Tubal blockage in the interstitial and isthmus of the fallopian tubes: Trans-X-ray tubal intervention reversal should be the first option, and if the reversal fails, IVF** should be performed. Due to the fact that under normal circumstances, trans-X-ray tubal intervention reversal often has only one chance, so the treating doctor must have such a concept, that is, to do a good job in the details of each interventional link, in order to meet the patient's opportunity and desire to achieve natural conception to the greatest extent, so it is very important to improve your medical skills as a doctor.
Blocked ampullary tubes: IVF**.
Fallopian tube umbrella blockage: one is to do laparoscopic tubal umbrella ostomy or open tubal umbrella toma, and the other is to do IVF, with a success rate of 20% each.

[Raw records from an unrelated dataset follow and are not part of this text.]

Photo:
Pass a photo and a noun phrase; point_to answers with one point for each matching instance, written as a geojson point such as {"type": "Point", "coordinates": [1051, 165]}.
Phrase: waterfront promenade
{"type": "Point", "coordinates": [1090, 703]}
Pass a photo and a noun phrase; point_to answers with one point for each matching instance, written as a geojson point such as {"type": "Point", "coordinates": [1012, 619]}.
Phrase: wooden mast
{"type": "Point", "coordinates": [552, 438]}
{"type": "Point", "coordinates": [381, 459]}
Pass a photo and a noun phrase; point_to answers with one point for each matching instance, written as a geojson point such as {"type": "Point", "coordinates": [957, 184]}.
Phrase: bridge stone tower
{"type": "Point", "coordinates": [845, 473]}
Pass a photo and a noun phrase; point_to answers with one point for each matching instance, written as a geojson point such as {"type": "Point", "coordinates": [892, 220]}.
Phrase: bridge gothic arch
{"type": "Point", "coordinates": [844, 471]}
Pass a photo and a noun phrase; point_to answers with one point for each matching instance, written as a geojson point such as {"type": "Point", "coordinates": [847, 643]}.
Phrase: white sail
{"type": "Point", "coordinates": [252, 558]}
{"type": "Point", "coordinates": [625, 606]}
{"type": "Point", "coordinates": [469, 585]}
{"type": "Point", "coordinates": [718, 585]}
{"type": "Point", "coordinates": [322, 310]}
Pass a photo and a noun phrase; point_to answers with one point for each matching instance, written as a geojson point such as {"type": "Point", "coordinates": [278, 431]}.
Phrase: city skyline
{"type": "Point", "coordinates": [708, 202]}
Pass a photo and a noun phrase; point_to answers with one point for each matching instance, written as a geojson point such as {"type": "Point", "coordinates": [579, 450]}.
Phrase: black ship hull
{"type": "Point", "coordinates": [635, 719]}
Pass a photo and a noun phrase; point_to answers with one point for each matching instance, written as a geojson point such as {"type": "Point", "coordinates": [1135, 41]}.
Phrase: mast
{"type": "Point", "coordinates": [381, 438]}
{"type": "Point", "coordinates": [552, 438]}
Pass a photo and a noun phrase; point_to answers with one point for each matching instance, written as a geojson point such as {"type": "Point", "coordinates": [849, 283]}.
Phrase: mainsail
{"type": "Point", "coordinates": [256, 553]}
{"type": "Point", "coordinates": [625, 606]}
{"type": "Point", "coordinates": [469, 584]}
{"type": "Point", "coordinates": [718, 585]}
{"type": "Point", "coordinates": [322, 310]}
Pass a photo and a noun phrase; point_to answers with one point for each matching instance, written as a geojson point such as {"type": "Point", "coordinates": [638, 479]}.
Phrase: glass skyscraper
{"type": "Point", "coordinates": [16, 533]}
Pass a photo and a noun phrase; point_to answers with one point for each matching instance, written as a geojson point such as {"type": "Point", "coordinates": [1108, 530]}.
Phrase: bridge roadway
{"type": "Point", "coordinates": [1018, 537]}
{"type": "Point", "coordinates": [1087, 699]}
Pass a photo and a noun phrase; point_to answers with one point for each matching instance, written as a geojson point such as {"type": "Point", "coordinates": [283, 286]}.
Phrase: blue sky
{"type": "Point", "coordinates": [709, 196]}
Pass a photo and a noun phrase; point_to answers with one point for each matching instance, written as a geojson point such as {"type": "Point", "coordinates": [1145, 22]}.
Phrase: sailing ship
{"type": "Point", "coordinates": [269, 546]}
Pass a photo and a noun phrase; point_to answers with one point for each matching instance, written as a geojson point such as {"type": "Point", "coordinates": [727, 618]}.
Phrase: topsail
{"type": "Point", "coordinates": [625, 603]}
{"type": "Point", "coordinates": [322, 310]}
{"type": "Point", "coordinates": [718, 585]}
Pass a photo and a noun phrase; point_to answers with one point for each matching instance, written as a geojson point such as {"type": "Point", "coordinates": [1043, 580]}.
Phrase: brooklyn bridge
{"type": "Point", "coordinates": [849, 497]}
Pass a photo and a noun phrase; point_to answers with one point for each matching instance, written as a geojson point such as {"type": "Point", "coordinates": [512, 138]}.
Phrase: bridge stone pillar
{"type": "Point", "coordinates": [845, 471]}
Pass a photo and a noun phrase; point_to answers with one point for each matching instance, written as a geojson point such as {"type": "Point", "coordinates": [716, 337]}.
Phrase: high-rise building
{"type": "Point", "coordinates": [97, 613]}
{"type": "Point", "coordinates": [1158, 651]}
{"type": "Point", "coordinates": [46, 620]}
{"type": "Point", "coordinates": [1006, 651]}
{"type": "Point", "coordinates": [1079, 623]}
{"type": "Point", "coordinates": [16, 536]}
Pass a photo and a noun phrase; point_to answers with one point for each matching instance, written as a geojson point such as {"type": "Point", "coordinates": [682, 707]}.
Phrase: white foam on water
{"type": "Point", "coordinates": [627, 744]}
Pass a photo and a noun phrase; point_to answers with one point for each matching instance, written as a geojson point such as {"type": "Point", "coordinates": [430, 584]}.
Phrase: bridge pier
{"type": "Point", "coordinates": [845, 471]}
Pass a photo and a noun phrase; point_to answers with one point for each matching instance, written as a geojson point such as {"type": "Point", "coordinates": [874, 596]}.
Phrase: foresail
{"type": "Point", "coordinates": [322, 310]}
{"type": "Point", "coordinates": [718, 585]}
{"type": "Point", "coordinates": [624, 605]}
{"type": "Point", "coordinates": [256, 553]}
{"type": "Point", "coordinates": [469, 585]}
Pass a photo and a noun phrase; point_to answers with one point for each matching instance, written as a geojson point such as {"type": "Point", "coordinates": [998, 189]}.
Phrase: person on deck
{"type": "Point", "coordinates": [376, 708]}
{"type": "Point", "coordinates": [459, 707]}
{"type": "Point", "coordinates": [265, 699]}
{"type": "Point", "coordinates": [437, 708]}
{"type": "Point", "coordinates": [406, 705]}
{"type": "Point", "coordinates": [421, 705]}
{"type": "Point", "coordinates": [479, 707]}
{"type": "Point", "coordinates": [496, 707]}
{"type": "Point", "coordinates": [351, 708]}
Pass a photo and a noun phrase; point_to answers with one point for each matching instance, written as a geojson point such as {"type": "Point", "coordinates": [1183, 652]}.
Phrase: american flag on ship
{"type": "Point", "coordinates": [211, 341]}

Peritubal adhesions: It can cause dysfunction of tubal egg picking and egg transport, thus causing infertility. The main method is laparoscopic peritubal adhesion dissection.
Tubal tuberculosis: tubal reversal is prohibited due to tubal blockage**, and IVF can be performed if the endometrium is still good**.
Other ** methods of tubal blockage:
Tubal patency surgery: It can be performed after 3 days from the clean menstruation. 160,000 units of gentamicin, 2 ml of procaine, 5 mg of dexamethasone, and 5 mg of -chymotrypsin were dissolved in 20 ml of normal saline and injected into the uterine cavity through a tubal passage catheter.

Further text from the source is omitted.